Updated by t_dfbsd 12 months ago
This is on x86_64 AMD. I should add that those swap_pager messages were happening during the pfs-destroy, but I don't know whether or not that was the trigger. More concerning to me is the loss of network connectivity.
Updated by swildner 9 months ago
- File indefinite_wait_buffer.png added
- File indefinite_wait_buffer2.png added
- File indefinite_wait_buffer3.png added
I just had the "indefinite wait buffer" in an i386 VM and I captured the beginnings of it. I was building in pkgsrc and then thought I should cleanup my HAMMER so I ran /etc/periodic/daily/160.clean-hammer and it went fine until it got to /home (second image). Although nothing of the package building took place on /home (afaics) it hung there and soon the "indefinite wait buffer" messages started to appear on the console (first image). First the offsets were all the same but later on it was several (third image).
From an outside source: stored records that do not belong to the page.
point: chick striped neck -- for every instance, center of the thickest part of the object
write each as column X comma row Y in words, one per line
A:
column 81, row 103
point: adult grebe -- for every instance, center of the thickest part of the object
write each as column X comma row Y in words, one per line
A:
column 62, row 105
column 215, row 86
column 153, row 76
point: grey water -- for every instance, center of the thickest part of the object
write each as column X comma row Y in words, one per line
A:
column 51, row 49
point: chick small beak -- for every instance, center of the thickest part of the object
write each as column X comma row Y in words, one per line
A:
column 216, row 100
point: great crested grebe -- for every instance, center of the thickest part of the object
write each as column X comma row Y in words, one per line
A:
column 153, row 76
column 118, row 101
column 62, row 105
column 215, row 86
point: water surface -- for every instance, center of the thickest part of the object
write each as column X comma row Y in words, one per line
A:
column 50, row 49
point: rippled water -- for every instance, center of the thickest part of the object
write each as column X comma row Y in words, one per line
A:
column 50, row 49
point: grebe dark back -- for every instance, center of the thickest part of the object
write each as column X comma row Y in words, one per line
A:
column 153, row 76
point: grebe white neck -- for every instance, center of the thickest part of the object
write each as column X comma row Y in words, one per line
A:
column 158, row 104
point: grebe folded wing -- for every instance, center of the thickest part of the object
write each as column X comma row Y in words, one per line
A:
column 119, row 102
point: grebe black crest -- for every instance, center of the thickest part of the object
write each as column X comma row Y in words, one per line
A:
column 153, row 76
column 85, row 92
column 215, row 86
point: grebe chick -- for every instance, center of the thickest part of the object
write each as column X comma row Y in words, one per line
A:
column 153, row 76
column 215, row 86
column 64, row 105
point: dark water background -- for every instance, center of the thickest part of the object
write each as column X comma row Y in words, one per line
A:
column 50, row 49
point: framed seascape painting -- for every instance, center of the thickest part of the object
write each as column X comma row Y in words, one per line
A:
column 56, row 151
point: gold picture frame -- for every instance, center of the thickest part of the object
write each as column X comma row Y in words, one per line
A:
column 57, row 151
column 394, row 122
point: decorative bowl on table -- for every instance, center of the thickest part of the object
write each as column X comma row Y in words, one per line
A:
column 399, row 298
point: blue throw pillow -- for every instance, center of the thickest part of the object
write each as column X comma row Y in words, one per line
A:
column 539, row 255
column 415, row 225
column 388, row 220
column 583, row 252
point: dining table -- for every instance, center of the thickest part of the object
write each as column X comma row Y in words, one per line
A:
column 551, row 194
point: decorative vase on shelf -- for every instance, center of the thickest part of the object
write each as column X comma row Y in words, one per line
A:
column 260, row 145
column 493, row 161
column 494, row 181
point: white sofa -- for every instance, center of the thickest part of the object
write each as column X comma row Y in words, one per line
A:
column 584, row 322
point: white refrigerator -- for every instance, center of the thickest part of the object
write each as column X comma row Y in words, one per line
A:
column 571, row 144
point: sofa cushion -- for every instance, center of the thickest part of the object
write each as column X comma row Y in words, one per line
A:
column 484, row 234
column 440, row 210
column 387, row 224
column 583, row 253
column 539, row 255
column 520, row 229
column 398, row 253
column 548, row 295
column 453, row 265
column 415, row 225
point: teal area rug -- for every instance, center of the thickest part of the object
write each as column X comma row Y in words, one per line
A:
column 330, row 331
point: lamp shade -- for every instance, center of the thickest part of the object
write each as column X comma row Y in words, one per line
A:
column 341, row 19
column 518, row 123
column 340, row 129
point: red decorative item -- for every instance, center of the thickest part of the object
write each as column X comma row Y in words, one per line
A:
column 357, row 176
Maybe this gives some better clue? So far I had never witnessed it when it happened.
Updated by t_dfbsd 8 months ago
I upgraded my system (x86_64) to include all the recent scheduler changes and tried hammer prune-everything and for the first time in a long time, it didn't kill the network. I did noticed a slowdown, but that was all. Could those changes have fixed this problem? I'll do more testing.